Thème 4, Chapitre 2: Le cerveau: rôle dans la motricité et fragilité
Alors que les réflexes sont des mouvements inconscients, les mouvements volontaires sont contrôlés par le cerveau.
Comment le cerveau intervient-il dans la commande des mouvements volontaires ?

I. La réalisation des mouvements volontaires

TP 12

1. Les cellules du cerveau

Le cerveau est constitué de cellules spécialisées :

  • Neuronnes (environ 100 milliards) dont le corps cellulaire est localisé dans le cortex cérébral. Ils sont responsables du traitement et de la propagation du message nerveux.
  • Cellules gliales (plus nombreuses que les neurones) qui ont des rôles variés permettant d'assurer le bon fonctionnement du cerveau.
    Exemple : fabrication de gaine de myéline pour accélérer le message nerveux, approvisionnement en nutriment des neurones.
2. Les voies motrices

Cortex cérébral et Substance blanche
L'exploration du cerveau par l'imagerie cérébrale (IRM) a permis de mettre en évidence différentes aires motrices spécialisées dans la commande du mouvement au niveau du cortex cérébral.

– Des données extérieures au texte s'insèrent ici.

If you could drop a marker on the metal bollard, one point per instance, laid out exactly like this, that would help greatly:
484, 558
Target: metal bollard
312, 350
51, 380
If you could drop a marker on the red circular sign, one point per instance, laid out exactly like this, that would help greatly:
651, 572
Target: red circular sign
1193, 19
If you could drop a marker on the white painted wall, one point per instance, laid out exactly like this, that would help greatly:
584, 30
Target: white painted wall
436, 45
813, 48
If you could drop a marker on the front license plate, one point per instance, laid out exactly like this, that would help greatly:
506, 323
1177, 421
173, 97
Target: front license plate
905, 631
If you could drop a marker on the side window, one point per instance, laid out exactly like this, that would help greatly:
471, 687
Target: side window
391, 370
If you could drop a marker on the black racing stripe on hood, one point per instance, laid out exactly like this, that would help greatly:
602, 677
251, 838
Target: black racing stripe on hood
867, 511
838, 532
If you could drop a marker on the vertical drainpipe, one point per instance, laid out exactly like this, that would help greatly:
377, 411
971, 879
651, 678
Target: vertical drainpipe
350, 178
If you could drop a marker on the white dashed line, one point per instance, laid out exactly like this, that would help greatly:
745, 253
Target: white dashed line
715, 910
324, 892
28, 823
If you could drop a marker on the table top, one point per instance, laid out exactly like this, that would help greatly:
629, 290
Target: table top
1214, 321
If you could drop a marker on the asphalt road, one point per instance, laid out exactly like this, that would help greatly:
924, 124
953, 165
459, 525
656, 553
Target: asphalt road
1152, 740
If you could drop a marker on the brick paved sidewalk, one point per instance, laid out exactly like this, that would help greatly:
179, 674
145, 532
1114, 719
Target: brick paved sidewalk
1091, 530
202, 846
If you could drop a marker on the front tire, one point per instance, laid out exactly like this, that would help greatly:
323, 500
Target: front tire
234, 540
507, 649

  • Argumentation : résultats d'IRM fonctionnelle montrant l'activation de l'aire motrice lors d’un mouvement, comme lorsqu'on écrit.
    Les messages nerveux qui partent des aires motrices situées dans le cortex cérébral circulent le long de faisceaux d'axones qui se prolongent dans la moelle épinière jusqu'aux corps cellulaires des neurones moteurs.
  • Argumentation : Une lésion ou une compression de la moelle épinière peut entraîner une paralysie :
    • Paralysie d'un membre : tétraplégie,
    • Paralysie des membres inférieurs : paraplégie.
3. Synapse neuromusculaire

Commande au mouvement volontaire

II. Le rôle intégrateur des neurones moteurs

Livre p318 + feuille exercice
Chaque motoneurone reçoit des informations provenant de différents neurones par différents types de synapses (qui diffèrent par le type de neurotransmetteur):

  • Synapses excitatrices : exemple de neurotransmetteur, l'acétylcholine.
  • Synapses inhibitrices : exemple de neurotransmetteur, le GABA.
    • Rôle : elle va stopper le message nerveux.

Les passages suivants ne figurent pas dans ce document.